WiMAX Forum keeps up momentum with new retail plan

The WiMAX Forum announced a new retail plan aimed at expanding the number of WiMAX devices worldwide and reducing internal operator testing costs.

The plan, called the Open Retail Initiative, entails opening certification labs in the United States, Spain and in parts of Asia to reduce the costs of operator interoperability testing.  It also aims to increase the number of devices--sold through either direct or retail sales channels--that can be activated over the air by consumers on the networks of participating WiMAX operators.

Over the past several days, the WiMAX Forum has stepped up its efforts to deliver the next-generation version of WiMAX, formally known as 802.16m. The standard, which is being marketed as WiMAX 2, promises faster speeds and improved performance. Intel, Motorola and other leading WiMAX vendors--under the banner of the WiMAX 2 Collaboration Initiative, or WCI--are pushing the development of the WiMAX 2 ecosystem and will work with the WiMAX Forum to ensure interoperability.

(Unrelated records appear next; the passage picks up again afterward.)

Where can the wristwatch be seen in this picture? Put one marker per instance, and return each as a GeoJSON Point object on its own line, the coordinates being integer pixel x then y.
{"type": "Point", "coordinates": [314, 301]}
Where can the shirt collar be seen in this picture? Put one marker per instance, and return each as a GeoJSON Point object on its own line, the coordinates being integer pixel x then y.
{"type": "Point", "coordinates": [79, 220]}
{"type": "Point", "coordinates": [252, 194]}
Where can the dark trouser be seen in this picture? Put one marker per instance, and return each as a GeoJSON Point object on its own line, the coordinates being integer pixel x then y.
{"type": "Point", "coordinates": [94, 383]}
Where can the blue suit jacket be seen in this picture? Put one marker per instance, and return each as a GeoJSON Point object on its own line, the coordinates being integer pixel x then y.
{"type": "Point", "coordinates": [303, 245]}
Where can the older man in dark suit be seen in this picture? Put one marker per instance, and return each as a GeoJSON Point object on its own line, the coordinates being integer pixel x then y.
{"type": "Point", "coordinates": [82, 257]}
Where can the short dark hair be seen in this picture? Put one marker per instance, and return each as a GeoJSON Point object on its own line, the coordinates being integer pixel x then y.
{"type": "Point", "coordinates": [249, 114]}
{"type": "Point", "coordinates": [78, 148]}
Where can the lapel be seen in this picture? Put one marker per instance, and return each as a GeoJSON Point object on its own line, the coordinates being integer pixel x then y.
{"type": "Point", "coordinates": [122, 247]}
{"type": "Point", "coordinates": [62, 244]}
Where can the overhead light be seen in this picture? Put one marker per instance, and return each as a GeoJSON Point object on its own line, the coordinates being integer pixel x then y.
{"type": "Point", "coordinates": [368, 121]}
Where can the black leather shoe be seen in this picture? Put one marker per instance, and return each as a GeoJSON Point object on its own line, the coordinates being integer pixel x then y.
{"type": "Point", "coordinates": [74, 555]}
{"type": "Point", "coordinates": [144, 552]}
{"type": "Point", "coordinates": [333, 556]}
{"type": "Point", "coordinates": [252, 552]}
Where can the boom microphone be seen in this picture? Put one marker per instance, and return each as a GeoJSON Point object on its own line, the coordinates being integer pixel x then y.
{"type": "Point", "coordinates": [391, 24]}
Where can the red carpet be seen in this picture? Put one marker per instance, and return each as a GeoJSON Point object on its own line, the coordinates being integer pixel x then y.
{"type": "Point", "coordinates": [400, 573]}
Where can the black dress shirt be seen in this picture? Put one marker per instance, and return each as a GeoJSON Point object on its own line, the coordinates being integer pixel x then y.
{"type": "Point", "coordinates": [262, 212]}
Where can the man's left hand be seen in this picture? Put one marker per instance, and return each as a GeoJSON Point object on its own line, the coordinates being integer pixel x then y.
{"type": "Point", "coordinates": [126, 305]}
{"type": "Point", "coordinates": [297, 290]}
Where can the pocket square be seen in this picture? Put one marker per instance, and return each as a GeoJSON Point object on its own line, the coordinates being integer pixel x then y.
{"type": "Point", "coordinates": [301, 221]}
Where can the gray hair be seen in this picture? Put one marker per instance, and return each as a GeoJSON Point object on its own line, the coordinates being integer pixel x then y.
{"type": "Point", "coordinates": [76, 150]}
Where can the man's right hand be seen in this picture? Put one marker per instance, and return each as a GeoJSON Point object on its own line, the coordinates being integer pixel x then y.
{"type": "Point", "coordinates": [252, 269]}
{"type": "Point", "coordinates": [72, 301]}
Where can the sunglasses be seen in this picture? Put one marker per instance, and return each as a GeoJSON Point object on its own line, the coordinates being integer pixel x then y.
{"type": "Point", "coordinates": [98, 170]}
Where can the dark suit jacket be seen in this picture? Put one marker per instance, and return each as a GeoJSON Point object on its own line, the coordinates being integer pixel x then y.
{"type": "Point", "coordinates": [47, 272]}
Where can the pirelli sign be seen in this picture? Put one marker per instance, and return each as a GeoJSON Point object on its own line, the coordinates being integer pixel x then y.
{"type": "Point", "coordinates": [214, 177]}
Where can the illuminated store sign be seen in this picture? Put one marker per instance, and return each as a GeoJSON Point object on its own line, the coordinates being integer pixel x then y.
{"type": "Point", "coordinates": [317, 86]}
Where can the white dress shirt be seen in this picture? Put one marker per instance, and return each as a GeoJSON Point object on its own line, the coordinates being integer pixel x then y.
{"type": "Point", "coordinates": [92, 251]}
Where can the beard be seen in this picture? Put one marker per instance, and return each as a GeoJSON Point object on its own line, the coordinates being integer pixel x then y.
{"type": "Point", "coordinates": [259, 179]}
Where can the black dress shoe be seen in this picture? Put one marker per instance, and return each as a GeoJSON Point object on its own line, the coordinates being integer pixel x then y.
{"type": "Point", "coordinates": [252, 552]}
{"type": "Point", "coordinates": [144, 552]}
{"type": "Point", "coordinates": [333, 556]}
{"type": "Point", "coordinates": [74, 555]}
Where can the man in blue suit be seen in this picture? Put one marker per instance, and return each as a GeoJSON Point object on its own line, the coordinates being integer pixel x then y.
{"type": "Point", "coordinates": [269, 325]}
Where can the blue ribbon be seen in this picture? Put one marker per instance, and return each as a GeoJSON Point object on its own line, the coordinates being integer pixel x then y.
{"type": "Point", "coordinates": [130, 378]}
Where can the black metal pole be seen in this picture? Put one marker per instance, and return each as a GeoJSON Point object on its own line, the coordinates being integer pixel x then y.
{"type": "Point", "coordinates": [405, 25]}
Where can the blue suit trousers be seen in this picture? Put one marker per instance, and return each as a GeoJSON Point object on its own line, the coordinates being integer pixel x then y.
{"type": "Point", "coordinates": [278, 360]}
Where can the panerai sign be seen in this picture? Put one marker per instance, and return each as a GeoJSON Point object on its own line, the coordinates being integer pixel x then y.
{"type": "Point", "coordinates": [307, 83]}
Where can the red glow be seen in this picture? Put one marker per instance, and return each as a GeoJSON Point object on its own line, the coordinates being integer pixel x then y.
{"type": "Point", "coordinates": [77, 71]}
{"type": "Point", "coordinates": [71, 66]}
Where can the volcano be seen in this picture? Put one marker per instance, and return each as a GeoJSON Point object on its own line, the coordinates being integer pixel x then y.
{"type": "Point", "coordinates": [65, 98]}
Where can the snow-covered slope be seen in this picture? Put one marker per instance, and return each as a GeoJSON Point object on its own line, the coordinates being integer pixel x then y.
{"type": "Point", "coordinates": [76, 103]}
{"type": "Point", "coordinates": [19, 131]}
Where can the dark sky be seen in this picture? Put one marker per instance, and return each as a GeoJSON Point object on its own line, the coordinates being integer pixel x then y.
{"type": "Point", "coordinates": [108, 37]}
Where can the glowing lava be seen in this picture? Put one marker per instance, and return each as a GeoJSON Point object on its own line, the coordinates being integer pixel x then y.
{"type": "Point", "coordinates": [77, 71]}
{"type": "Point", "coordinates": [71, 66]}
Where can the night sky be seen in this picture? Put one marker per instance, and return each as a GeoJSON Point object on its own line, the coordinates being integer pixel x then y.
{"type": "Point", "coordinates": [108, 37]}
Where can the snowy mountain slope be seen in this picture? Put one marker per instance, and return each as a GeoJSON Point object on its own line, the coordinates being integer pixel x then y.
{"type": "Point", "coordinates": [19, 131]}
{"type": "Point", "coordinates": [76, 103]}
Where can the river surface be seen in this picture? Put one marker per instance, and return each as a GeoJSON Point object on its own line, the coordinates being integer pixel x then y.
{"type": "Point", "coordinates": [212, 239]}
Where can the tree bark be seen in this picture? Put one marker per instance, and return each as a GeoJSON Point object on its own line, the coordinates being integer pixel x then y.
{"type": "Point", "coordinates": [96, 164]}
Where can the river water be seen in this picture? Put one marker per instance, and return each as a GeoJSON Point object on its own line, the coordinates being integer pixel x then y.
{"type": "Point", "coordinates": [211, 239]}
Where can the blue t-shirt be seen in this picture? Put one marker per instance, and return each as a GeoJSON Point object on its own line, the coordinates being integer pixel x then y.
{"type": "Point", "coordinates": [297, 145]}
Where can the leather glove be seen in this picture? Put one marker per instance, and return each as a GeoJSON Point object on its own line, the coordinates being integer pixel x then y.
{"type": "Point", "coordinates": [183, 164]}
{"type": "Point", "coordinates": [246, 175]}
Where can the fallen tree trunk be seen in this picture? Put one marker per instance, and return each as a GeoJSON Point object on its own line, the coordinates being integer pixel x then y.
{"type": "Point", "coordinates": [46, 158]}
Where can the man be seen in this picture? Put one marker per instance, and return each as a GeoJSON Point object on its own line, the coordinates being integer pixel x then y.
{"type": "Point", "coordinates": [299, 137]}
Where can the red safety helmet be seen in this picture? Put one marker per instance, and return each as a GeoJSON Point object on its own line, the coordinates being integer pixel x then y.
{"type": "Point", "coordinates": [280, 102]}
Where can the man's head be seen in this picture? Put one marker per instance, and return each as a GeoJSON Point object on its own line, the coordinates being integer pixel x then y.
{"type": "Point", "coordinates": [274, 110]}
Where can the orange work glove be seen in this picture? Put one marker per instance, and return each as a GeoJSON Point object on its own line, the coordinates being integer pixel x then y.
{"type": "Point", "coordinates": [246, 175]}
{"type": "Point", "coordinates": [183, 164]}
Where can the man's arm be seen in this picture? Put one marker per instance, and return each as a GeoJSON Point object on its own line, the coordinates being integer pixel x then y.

The moves are in response to the growing data demands of mobile WiMAX users and the perceived threat of TD-LTE, which is being pushed by both Qualcomm and Ericsson in India. Indeed, in an interview with FierceBroadbandWireless, Mo Shakouri, vice president with the WiMAX Forum, said the average WiMAX user consumes close to 10 GB of data monthly--a number he said points to the need for faster, more efficient WiMAX networks.

Analysts, however, seemed hesitant on the news. "Having noted in the past the need for WiMAX vendors to voice their 802.16m R&D plans, admittedly the WCI does just that while suggesting that commercialization will be smoother than if all vendors were operating in a vacuum," Current Analysis analyst (and FierceWireless columnist) Peter Jarich wrote in a research report. "What the WCI will deliver, however, is unclear--scheduled for three to six months away. At the same time, the initiative burdens the WiMAX Forum with yet another work issue to coordinate and the absence of smaller vendors suggests potential problems for the push."